“il miglior fabbro”

A GUIDE TO EZRA POUND: 1885-1920

With Special Emphasis on his Poetic Theory and Practice

lan Christie Clark Master’s Thesis

April, 1958

 

In his discussions of individual poets, Pound deals at length with technical considerations; their skill in rhymes, their use of onomatopoeia, and their skill in blending sound with meaning. Arnaut Daniel particularly intrigued Pound. A poet who wrote in a decadent era, when chivalric song had lost its vitality, Daniel responded to the challenge by experimenting with and developing new techniques, until he earned the name given him by Dante, “il miglior fabbro” (Purgatorio, XXVI, 117).
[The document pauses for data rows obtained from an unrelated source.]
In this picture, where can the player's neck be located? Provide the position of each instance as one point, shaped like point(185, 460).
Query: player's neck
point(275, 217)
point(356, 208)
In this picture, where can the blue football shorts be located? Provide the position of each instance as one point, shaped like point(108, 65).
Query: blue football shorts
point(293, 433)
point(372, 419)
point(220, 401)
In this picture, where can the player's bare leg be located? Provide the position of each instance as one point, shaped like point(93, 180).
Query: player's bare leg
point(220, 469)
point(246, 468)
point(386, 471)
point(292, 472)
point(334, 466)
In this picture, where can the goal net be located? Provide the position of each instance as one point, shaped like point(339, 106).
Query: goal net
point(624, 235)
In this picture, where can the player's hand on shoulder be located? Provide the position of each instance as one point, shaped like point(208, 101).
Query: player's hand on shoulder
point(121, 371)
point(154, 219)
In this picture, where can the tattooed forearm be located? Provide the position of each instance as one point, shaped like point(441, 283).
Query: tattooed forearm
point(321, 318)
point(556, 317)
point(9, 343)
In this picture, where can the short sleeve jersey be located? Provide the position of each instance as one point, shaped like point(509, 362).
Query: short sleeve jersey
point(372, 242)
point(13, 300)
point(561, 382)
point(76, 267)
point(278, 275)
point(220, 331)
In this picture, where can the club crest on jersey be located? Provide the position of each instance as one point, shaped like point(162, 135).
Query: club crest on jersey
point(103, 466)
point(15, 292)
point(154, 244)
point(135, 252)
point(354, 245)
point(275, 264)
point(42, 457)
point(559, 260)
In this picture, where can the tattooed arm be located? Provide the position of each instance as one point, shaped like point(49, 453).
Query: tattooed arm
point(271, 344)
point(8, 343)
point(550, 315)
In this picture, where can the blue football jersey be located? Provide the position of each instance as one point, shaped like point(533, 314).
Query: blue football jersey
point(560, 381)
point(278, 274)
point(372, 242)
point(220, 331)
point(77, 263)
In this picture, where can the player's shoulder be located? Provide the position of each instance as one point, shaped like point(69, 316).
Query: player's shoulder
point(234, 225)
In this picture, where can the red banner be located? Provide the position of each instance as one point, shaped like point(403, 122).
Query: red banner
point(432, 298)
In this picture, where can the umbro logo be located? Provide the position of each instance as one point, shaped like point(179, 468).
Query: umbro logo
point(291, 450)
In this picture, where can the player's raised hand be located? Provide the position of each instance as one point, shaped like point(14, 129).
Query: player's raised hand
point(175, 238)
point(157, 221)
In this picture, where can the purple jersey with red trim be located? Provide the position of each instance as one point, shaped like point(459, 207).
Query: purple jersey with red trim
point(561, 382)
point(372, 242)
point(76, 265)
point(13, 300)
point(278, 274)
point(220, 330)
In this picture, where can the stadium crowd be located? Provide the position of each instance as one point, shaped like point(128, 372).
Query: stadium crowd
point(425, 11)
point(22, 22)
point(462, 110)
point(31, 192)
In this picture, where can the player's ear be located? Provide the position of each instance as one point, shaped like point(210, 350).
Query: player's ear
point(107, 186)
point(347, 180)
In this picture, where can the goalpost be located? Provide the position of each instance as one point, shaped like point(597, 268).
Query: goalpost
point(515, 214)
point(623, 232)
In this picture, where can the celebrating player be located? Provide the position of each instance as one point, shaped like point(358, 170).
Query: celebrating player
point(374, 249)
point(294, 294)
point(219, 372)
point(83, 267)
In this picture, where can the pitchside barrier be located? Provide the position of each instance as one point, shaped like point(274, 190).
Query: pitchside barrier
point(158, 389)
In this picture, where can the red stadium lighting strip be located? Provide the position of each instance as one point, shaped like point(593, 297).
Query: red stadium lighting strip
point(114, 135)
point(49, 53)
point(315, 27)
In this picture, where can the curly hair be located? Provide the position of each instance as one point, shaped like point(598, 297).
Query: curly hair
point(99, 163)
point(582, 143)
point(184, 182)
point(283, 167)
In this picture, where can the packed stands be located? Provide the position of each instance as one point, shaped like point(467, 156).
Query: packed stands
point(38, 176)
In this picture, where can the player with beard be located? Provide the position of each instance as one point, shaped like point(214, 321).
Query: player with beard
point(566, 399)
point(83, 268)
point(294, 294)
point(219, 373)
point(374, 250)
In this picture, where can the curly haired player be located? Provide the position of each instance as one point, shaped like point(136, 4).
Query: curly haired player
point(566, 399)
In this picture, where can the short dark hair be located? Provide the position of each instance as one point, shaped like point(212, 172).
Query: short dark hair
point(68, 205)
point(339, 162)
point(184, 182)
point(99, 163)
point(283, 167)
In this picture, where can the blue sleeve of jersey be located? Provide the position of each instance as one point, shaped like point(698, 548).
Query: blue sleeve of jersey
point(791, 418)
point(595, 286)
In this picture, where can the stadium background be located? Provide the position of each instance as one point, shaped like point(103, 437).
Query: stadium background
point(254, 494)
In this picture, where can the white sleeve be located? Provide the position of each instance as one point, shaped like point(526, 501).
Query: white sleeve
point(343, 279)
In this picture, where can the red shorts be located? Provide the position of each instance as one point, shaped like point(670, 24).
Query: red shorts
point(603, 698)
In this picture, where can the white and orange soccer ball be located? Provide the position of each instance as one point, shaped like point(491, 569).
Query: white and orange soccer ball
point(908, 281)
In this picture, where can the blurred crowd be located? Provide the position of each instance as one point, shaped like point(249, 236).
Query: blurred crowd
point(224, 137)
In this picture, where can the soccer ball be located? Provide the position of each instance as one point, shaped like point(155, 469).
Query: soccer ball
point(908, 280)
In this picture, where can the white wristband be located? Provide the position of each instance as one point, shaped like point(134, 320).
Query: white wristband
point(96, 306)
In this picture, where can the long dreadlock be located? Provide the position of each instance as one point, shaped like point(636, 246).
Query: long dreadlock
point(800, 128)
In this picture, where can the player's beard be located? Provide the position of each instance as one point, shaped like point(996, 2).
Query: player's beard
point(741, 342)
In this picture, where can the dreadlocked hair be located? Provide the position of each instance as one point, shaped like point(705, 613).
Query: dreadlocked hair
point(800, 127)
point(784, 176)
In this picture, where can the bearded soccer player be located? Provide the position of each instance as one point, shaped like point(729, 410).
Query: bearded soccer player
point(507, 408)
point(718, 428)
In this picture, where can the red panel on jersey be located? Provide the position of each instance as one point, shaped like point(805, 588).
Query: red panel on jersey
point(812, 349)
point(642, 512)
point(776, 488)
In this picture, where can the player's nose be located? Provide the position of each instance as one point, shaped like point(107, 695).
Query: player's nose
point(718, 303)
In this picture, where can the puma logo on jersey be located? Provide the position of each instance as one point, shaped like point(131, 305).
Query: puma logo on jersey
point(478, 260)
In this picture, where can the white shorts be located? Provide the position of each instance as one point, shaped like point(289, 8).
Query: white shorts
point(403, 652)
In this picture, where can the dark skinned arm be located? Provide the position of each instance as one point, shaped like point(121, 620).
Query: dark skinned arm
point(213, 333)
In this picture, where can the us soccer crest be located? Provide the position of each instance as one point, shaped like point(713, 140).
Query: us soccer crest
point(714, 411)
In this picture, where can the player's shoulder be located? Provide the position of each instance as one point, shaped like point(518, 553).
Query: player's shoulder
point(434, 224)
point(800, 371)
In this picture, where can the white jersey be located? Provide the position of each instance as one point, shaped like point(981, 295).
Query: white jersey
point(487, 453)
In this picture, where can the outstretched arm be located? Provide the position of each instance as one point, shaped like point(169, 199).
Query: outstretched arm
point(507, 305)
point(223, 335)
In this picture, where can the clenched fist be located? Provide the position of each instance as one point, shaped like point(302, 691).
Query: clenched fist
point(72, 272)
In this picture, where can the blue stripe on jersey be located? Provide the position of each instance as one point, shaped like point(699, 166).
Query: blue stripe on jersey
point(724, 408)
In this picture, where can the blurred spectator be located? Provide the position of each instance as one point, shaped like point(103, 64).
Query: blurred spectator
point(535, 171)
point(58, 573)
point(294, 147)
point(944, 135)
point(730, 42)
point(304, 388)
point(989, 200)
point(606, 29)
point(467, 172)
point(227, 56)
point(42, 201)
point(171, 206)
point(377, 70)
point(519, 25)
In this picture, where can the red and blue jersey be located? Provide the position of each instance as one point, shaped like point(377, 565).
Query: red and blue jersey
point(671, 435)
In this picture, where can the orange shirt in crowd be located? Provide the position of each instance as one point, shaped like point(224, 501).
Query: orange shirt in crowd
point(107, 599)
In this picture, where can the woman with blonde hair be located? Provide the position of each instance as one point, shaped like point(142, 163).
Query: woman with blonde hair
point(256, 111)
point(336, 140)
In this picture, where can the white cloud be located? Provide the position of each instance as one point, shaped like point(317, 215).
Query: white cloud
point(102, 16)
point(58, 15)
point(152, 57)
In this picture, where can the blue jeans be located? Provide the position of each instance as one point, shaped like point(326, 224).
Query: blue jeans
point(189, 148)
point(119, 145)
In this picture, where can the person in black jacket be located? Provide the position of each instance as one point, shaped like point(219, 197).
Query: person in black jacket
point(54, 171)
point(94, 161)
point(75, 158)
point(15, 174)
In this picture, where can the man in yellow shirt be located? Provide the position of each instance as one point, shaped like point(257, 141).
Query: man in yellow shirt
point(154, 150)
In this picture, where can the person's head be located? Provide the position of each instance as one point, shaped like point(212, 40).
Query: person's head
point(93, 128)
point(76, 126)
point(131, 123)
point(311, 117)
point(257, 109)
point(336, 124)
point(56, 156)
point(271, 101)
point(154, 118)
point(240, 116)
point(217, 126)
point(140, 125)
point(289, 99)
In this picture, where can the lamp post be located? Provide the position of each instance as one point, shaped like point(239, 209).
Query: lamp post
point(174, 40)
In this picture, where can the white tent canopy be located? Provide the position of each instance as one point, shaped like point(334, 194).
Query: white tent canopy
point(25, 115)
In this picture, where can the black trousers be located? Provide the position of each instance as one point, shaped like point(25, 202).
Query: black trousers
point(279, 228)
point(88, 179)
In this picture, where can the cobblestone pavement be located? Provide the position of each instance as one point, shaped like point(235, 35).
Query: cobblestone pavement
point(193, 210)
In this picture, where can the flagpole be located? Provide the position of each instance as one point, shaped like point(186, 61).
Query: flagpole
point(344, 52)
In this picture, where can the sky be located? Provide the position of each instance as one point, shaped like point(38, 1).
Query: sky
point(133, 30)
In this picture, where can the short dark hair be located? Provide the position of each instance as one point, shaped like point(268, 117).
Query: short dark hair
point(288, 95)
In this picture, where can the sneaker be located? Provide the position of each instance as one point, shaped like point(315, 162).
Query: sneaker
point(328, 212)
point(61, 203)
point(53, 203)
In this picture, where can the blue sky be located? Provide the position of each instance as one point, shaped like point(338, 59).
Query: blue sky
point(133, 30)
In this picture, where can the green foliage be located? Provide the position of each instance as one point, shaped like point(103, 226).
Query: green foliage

Daniel’s record is impressive, for he foresaw the sonnet; in “Sol Sui” he experimented with a form of blank verse; he invented the sestina; he employed “rima equivocas” (rhyming of words of equivalent sound but different meaning) (Casper, p. 203). In his poetry as songs, he built large musical structures, often rhyming from stanza to stanza, rather than within a given stanza. Most importantly, it was Daniel who taught Pound to use the musical phrase as a rhythmic sequence, and thus indicated one mode of escape from the iambic tyranny of standard English verse. Such were the practical lessons Pound was learning from his studies, and attempting to demonstrate in his own writing. We have only to compare Pound’s early efforts to write in the manner of Provence with his later attempts when his technical virtuosity was proven, and he had learnt the value of the chiseled phrase, to see how in fact Pound became an Arnaut Daniel for his own time, and earned the dedication of Eliot’s “Waste Land”.